Avec Blyertspenna Eva Vei dépose un tendre regard sur sa cousine autiste non verbale. En se faufilant avec bienveillance dans son environnement, et dans ses gestes quotidiens ou éphémères, elle cherche à trouver un langage commun dépourvu de mots, seulement à travers l’image.
Pour Eva Vei, artiste visuelle, étudiante en dernière année de master de photographie et fine arts à Gothenburg en Suède, le médium a toujours été plus ou moins présent dans le décor familial et amical, perçu comme un moyen de se connecter aux autres, d’archiver les instants et le monde en changement. C’est dans cette démarche analogue qu’elle a souhaité entamer la série Blyertspenna. « Mon titre signifie « crayon » en suédois et c’est un projet sur lequel je travaille depuis deux ans. Il s’agit d’une étude sur la construction de l’intimité avec ma cousine Kristina, qui est autiste et non verbale. Kristina vit à Stockholm avec ses parents. L’élément clé de cette série est un crayon (ou plutôt plusieurs crayons) qu’elle tient toujours dans ses mains. En photographiant le langage de ses mains et son environnement, je cherche à approfondir ma relation avec elle en utilisant l’observation et la photographie comme outils de connexion lorsque la parole n’est pas une option », confie Eva Vei.

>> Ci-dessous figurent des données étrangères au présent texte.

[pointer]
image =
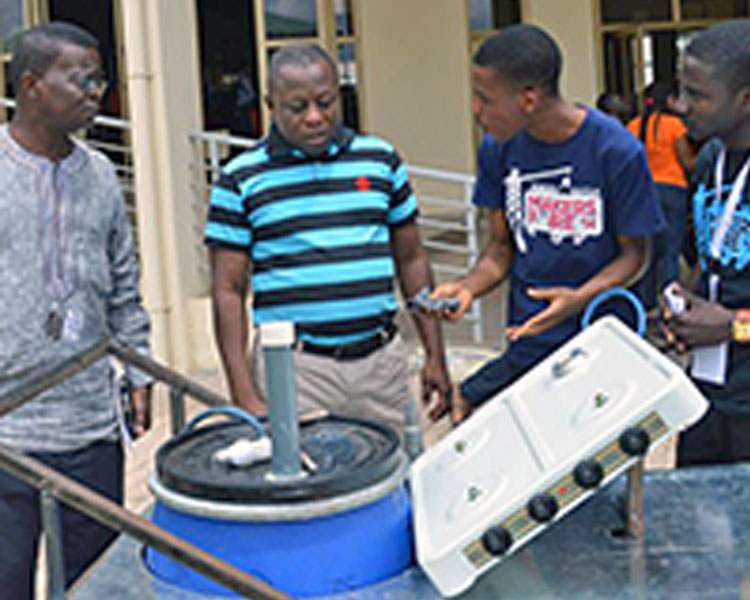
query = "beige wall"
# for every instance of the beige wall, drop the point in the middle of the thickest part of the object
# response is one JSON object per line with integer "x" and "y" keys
{"x": 164, "y": 103}
{"x": 571, "y": 23}
{"x": 415, "y": 78}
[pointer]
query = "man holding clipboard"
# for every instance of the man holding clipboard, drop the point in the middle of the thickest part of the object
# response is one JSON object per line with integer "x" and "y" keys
{"x": 715, "y": 324}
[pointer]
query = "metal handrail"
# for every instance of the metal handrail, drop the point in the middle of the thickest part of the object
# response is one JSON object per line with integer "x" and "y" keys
{"x": 56, "y": 487}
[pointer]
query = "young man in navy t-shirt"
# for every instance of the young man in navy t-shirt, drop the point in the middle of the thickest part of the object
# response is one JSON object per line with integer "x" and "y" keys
{"x": 570, "y": 199}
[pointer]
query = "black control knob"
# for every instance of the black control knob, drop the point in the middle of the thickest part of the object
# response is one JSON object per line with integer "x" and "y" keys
{"x": 497, "y": 540}
{"x": 635, "y": 441}
{"x": 588, "y": 474}
{"x": 542, "y": 507}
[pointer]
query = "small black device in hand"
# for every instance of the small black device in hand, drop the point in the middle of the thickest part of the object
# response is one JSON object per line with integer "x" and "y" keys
{"x": 421, "y": 301}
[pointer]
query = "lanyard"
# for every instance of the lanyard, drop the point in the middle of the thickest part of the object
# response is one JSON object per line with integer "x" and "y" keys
{"x": 734, "y": 197}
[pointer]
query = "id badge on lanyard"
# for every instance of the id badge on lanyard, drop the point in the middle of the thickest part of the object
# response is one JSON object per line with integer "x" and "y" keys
{"x": 709, "y": 363}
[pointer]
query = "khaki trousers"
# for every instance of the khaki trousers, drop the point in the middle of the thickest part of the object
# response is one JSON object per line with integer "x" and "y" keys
{"x": 374, "y": 387}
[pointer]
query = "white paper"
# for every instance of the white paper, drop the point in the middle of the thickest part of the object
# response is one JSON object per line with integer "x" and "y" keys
{"x": 710, "y": 363}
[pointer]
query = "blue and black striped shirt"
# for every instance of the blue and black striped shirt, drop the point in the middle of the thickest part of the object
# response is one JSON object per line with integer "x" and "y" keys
{"x": 318, "y": 232}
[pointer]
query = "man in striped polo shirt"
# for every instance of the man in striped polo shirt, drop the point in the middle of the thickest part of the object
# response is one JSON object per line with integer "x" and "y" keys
{"x": 327, "y": 219}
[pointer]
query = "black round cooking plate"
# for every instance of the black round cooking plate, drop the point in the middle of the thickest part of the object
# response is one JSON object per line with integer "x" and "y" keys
{"x": 350, "y": 453}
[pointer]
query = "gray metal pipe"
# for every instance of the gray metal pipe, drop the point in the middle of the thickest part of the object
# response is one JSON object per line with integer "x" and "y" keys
{"x": 277, "y": 340}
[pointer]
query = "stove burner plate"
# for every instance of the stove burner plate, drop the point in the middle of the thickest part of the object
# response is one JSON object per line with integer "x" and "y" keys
{"x": 350, "y": 454}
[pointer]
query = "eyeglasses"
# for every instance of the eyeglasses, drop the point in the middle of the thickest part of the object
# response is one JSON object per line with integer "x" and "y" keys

Photographier un handicap physiologique et moteur nécessite néanmoins de prendre en compte beaucoup de facteurs, tant d’un point de vue émotionnel que pratique. Comment se positionner en tant que cousine et photographe, comment parler de l’intime sans être intrusive, comment ne pas envahir son espace rassurant ni l’épuiser ? Autant d’interrogations soulevées et d’allers-retours entre la prise de vue et la construction de la série. « Je n’ai pas photographié Kristina directement, je faisais attention à la relation qu’elle entretenait avec ses parents et je cherchais des objets qui fonctionnent comme des symboles dans son cercle intime. Lorsque j’ai commencé à prendre des photos d’elle, je l’ai fait très lentement et j’ai vérifié si elle se sentait à l’aise avec le processus ou non. Elle était très calme et détendue. Je ne sais pas si elle les a aimées, mais je suis sûre qu’elle les a acceptées ; elle s’est reconnue et a souri pendant que je lui montrais les images. Je dirais donc que mon approche a été principalement visuelle, puisqu’elle m’a regardé la photographier et que je lui ai ensuite montré les résultats », explique-t-elle. Plus qu’une simple série documentaire sur les fluctuations du quotidien de sa cousine, ce projet en cours a pour vocation d’entamer une conversation personnelle et créative entre Eva Vei et Kristina. Une collaboration artistique, liant leurs âmes en douceur.
La linguistique du corps
Dans l’ensemble de l’œuvre, la proximité du corps, la focale sur les gestes et détails est omniprésente. Elle entend ici refléter non pas le cadre restreint de sa petite cousine, mais bien les lieux ou positions dans lesquels elle se sent protégée, ou à l’inverse quelques fois fragile. Cet attachement au langage du corps est extrêmement important dans la mesure où il est le principal moyen de communication avec Kristina. Qui plus est, le souci de capturer les choses avec parcimonie permet à Eva Vei de lui partager ses images, pour qu’elle puisse ainsi s’identifier et digérer aisément les informations dévoilées. « Elle peut être surstimulée par les endroits bondés, les sons et les voix. Mon intention était donc de la photographier dans des espaces sûrs pour elle, qu’il s’agisse de leur maison et de leur quartier dans la banlieue de Stockholm ou de leur maison d’été près de la plage en Grèce. » Les mains d’un père qui protègent, des ombres qui rassurent, des étreintes qui font grandir et un blyertspenna (crayon, ndlr) qui revient constamment. Un objet soulageant l’anxiété de Kristina, une amulette qu’elle tient partout avec elle. « C’est un outil qui a perdu son utilité première, puisque Kristina ne sait pas écrire. Je me souviens que son soignant a demandé à mon oncle ce qui se passerait si elle n’avait pas le crayon. Il a répondu : « Rien, c’est comme si vous n’aviez pas votre téléphone portable, vous pouvez vivre sans, c’est juste plus facile quand vous l’avez avec vous ». J’ai trouvé cela très intéressant qu’elle choisisse un objet qu’elle ne peut pas utiliser de manière courante (l’écriture) et je l’ai utilisé comme fil rouge de mon projet », raconte-t-elle. À mesure que la série avance, que le silence nous enveloppe et que les lieux clos ou naturels la couvrent d’amour, Kristina nous conte la poésie à la fois immense et discrète de sa vie, derrière le regard apaisé de sa cousine.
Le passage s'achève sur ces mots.